WildDet3D
What It Is
- WildDet3D is a promptable monocular 3D object detection model for in-the-wild images.
- It predicts metric 3D boxes from a single RGB image and can use optional depth or camera intrinsics.
- The method supports text prompts, point prompts, and 2D box prompts.
- It is open-vocabulary in the sense that prompts can specify categories outside narrow 3D detection taxonomies.
- The paper also introduces WildDet3D-Data and WildDet3D-Bench.
- WildDet3D-Data is described as over 1M images across 13.5K categories.
- The model targets spatial intelligence use cases such as robotics, AR, and open-world perception.
Core Technical Idea
- Unify promptable 2D object localization with monocular 3D box regression.
- Use strong pretrained visual backbones for semantic features and depth/geometric features.
- Allow optional depth signals at inference time to resolve monocular scale ambiguity.
- Convert different prompt types into a shared prompt representation for the detector.
- Predict 2D localization, 3D box geometry, depth-related quantities, and confidence jointly.
- Scale open-world training by generating 3D boxes from existing 2D annotations and human verification.
- Evaluate both prompt flexibility and zero-shot geometry transfer.
Inputs and Outputs
- Inputs include an RGB image plus one or more prompts: text, point, or box.
- Camera intrinsics can be supplied; if missing, the model can estimate intrinsics internally.
- Optional sparse or dense depth can be fused to improve metric 3D localization.

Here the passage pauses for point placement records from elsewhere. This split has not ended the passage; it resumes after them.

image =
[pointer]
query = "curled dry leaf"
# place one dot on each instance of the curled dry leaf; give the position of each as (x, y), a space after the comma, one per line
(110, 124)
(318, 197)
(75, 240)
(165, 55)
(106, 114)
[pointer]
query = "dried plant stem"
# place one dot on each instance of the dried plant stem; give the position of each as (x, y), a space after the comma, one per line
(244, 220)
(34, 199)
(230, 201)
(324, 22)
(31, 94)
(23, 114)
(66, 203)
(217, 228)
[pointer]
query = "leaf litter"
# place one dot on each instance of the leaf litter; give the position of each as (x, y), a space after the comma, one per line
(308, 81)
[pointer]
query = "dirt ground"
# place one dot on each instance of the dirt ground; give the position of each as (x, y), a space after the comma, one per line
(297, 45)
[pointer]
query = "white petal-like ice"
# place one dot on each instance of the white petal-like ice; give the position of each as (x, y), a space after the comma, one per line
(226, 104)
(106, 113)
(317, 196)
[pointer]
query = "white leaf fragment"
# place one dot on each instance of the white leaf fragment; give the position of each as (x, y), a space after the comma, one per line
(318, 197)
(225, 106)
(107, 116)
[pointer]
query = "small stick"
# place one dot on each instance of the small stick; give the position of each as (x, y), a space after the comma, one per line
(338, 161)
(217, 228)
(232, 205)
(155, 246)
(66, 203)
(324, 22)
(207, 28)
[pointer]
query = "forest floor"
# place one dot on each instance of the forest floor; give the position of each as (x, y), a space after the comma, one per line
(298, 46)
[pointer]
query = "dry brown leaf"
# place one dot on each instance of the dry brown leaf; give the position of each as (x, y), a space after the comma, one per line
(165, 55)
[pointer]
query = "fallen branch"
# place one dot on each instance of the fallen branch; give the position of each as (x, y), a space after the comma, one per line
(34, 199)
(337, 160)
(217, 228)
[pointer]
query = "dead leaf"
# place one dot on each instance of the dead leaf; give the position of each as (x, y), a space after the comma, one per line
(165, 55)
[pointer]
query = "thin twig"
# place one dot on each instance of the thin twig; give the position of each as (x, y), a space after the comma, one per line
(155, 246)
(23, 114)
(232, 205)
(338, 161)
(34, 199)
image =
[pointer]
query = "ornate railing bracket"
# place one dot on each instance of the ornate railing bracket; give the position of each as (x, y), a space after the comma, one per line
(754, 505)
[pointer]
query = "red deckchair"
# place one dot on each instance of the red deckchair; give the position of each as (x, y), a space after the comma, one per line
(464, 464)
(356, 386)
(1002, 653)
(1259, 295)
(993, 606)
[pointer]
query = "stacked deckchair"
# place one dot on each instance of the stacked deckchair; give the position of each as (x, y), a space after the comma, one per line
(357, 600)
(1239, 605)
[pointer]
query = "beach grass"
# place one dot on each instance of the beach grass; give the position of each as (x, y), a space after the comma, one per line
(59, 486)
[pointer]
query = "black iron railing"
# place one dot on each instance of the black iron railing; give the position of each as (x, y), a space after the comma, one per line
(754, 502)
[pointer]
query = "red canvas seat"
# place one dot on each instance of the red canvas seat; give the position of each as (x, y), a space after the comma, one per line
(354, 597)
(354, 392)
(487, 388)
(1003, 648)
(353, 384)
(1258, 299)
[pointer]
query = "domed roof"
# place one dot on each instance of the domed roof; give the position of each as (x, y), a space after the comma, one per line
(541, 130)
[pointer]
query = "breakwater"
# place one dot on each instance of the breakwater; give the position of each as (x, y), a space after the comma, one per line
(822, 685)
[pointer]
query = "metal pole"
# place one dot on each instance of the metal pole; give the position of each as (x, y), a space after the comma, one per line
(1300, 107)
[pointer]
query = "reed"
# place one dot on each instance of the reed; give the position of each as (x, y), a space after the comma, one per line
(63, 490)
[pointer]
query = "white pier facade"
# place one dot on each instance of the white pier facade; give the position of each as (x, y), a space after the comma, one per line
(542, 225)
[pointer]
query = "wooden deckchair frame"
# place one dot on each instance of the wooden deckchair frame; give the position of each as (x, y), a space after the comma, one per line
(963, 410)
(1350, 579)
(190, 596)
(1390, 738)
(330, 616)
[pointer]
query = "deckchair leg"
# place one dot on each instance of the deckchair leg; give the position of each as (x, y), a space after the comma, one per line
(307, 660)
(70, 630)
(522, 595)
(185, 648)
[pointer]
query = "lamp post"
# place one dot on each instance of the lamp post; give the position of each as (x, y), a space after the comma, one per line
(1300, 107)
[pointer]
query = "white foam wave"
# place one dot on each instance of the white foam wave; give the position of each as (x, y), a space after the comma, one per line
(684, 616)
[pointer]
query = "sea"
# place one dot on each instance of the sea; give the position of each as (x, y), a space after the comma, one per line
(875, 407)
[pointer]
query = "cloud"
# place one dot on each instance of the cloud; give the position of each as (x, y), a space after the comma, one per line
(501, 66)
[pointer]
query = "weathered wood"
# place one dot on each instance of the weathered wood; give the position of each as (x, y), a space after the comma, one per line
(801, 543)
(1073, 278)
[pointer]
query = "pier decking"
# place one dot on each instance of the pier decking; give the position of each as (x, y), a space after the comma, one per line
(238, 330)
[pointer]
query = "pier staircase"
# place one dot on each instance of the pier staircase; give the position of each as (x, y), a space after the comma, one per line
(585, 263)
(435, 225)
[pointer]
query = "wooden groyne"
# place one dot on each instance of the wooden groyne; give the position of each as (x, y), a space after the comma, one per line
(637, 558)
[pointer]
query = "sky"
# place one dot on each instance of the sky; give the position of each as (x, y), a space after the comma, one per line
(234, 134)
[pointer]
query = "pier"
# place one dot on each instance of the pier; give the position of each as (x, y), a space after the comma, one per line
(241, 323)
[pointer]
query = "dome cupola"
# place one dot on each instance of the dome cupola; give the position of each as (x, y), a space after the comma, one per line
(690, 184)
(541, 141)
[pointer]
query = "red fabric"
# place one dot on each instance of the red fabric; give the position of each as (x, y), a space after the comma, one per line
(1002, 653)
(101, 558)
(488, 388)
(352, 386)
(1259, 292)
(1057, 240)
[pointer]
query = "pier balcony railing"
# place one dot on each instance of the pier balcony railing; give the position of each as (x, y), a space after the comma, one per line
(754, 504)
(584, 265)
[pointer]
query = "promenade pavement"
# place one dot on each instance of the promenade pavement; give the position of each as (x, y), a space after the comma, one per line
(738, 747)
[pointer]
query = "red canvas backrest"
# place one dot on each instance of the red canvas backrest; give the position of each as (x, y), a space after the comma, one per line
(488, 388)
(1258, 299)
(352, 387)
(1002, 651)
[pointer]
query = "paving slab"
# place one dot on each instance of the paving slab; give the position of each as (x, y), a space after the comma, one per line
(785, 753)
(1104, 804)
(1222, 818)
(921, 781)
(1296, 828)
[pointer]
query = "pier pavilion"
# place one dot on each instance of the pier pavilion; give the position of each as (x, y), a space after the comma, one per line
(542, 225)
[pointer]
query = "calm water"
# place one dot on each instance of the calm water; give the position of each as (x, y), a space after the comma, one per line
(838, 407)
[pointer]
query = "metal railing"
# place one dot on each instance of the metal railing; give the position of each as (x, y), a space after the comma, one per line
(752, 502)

- Outputs include 2D boxes, 3D bounding boxes, depth maps, and predicted intrinsics.
- The 3D box output contains position, dimensions, and orientation in camera-centric coordinates.
- Scores combine 2D objectness and 3D confidence.
Architecture or Evaluation Protocol
- The public model card describes a SAM 3 ViT backbone for visual features.
- A depth backend based on LingBot-Depth and DINOv2-style features supplies geometric latents.
- A depth fusion module injects depth information into visual features without destabilizing pretrained features.
- The promptable detector encodes text prompts and geometric prompts into a unified sequence.
- The 3D head uses camera geometry, depth latents, and decoder features to regress 3D boxes.
- The paper normalizes box orientation to reduce ambiguity for symmetric boxes.
- Evaluation uses WildDet3D-Bench, Omni3D, Argoverse 2, ScanNet, and depth-augmented settings.
Training and Evaluation
- WildDet3D-Data is built by generating candidate 3D boxes from 2D annotations and retaining human-verified boxes.
- The paper reports 22.6 AP3D with text prompts and 24.8 AP3D with box prompts on WildDet3D-Bench.
- On Omni3D, it reports 34.2 AP3D with text prompts and 36.4 AP3D with box prompts.
- In zero-shot evaluation, it reports 40.3 ODS on Argoverse 2 and 48.9 ODS on ScanNet.
- Adding depth cues at inference gives a reported average gain of 20.7 AP across settings.
- The model card reports about 1.2B parameters, so training and inference are compute-heavy.
Strengths
- Handles multiple interaction modes in one 3D detector.
- Can exploit real depth when available, but does not require it for every image.
- The large, diverse data pipeline directly attacks the long-tail 3D annotation bottleneck.
- Text and box prompts make it compatible with open-vocabulary 2D detectors and human review tools.
- Intrinsics prediction helps with web or ad hoc imagery where camera metadata is missing.
- Strong zero-shot results indicate useful transfer beyond the training domain.
Failure Modes
- Monocular 3D remains sensitive to scale, camera pitch, and object truncation when depth is absent.
- Optional depth improves accuracy, so camera-only performance may not meet safety margins.
- Text prompts can match visually similar but operationally distinct objects.
- The system is heavy for edge deployment without distillation or batching.
- Single-image inference does not enforce temporal consistency.
- Licensing and dependency constraints around foundation-model weights must be checked before production use.
Airside AV Fit
- WildDet3D is promising for operator-assisted labeling of rare apron objects from camera footage.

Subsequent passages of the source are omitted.